Once you’ve taken care of the big stuff, you’re on the hunt for content. And by content I don’t mean movies that you cherish, that stir your soul from the moment the title appears until the final credit rolls northward. I mean movies, regardless of the quality of their plot or acting, that would look frickin’ awesome when blasted from that wall-sized monitor.
And hunt I did.
You’re sure to have your own list of frickin’-awesome-on-a-big-screen movies. Mine consists largely of movies that weigh in at close to 3 hours and were originally projected in MegaSpanaPanavision. We’re talking
Lawrence of Arabia, The Great Escape, The Magnificent Seven, It’s a Mad, Mad, Mad, Mad World, My Fair Lady
… pretty much anything that required an intermission.
I conducted my hunt on Amazon and, while exploring one link or another, I stumbled upon a couple of intriguing collections that might signal the beginning of a just-as-intriguing trend. That trend is “iPod-ready disposable video.”
Specifically I found
One Step Beyond (2 DVD + video iPod ready disc)
Alfred Hitchcock (2 DVD + video iPod ready disc). The parenthetical bits of the title are part of what makes these collections worth our attention. Price is the other.

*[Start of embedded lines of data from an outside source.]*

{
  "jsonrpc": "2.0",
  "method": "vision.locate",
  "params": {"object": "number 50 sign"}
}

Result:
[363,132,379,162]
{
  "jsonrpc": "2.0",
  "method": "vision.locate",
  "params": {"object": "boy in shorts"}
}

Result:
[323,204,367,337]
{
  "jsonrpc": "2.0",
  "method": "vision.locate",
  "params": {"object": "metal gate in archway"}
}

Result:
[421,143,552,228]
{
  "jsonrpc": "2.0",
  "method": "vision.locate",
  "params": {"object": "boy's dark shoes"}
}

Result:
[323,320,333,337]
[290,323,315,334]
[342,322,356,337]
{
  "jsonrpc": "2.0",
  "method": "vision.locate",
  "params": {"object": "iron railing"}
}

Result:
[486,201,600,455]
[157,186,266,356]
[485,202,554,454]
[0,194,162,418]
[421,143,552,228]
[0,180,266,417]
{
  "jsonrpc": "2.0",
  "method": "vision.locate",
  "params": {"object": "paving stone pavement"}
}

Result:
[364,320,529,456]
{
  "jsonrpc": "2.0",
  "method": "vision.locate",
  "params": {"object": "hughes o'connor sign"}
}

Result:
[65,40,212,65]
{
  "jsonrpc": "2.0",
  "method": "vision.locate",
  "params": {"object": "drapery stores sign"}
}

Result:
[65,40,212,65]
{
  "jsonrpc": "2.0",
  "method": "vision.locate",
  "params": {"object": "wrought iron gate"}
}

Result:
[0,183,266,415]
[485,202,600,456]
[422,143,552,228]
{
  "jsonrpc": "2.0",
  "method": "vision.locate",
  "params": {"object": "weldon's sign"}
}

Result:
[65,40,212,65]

These are three-DVD sets. Two of the discs are double-sided and carry the material you can play on your DVD player. The third disc offers that same content as iPod-compatible MPEG-4 video files that you can copy directly to iTunes and then sync to your 5G iPod. The One Step Beyond collection includes 24 episodes (over 9 hours of material) and the Hitchcock collection includes very early efforts by the legendary director (
The Lady Vanishes
The 39 Steps
are the most well-known of the bunch) for over 11 hours of content.
Each collection costs $9.
Sure, they’re poorly produced (the Tony Curtis intro on the first Hitchcock disc is remarkably, brilliantly bad) and they’re dumping grounds for material that you might watch on TV if the remote control was just far enough out of reach to prevent comfortably switching channels.
But they cost 9 bucks!
And they’re pre-ripped for your iPod enjoyment!

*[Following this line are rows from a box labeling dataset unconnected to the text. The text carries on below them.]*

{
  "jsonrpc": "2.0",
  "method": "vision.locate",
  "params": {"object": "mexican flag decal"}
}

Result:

I’ve got a hella-long plane flight ahead of me in a little over a week and a couple of long-life iPod batteries to test. Even these questionable collections are going to provide more pleasure than the romantic-comedies-with-the-racy-bits-cut-out offered by the airline. How could I resist?
To bring this full circle, I see opportunities on both ends of the spectrum. I’m all for remastering classic widescreen motion pictures simply because they’ll look great on a TV the size of a Rubens canvas. Charge me what you will, until something better comes along I just want to be overwhelmed with the picture’s glory.
And for those times when I’m not tied to the couch, give me cheap buckets of content for the small screen—quality be damned.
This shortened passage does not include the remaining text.